Stars: Catherine Tate, Iain Glen, Katharina Thalbach, Heike Makatsch, Brittany Ashworth, Jessica Barden, Nigel Betts, Robert Lowe

Director: Bille Eltringham

Based on the story of a real family who went from Bolton to East Germany and back again, this vehicle for TV comedienne Catherine Tate can't decide whether it's a light-hearted but sometimes tense escape drama or a farce that might have been made in 1968, the year in which the film is set.

Frank (Glen, with the film's most considered performance) is the head of the Bingley Communist Party. Seeking a more idealistic life, he journeys with his wife Dorothy (Tate) and two daughters (Ashworth, Barden) across Europe to East Germany.

Once there, they move into their rats' nest apartment and have to pay their landlady (Thalbach) for every service (like killing rats); she stashes the money away in her artificial leg.

While Frank settles into his new job as an English teacher, and succumbs to Communist ideology, Dorothy slides into a nightmare of rationing, censorship and joining 'the most spied-upon people in history'. But then she meets young people eager to escape...

Tate is straitjacketed in this role and struggles to make an impact.

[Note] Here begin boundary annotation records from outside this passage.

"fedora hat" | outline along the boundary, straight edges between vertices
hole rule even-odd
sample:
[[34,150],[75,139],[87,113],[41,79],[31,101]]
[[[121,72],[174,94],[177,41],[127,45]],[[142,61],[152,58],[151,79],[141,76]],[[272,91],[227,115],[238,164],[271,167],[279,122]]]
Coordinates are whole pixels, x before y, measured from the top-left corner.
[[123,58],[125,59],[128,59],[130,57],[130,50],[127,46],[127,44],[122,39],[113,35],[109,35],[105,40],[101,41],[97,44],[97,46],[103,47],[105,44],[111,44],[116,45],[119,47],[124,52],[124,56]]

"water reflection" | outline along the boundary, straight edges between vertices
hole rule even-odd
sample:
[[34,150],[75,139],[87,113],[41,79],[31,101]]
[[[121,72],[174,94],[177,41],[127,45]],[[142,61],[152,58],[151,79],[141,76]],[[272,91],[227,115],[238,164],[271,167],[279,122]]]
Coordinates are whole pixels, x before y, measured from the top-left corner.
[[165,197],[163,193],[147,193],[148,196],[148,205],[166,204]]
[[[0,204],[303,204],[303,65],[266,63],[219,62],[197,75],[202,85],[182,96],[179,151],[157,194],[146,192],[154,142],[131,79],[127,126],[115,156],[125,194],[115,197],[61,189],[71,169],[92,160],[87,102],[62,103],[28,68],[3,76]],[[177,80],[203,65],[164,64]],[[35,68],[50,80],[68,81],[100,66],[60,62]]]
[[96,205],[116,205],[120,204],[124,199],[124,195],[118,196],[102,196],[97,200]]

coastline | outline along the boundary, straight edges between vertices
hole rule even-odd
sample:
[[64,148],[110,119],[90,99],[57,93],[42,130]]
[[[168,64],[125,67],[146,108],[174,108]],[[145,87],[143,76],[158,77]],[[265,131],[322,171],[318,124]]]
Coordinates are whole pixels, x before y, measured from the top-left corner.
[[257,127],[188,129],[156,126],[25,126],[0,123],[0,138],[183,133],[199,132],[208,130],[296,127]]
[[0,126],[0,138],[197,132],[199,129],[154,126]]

Most of the other performances, especially the East German characters, are over the top in the style of a British farce of the time. It just doesn't work. The 12A certificate is a bit of a mystery, unless there was a swear-word that I missed.

David Quinlan

UK/Hungary 2007. UK Distributor: Warner Brothers. Technicolor.
103 minutes. Not widescreen. UK certificate: 12A.

Guidance ratings (out of 3): Sex/nudity 0, Violence/Horror 0, Drugs 0, Swearing 0.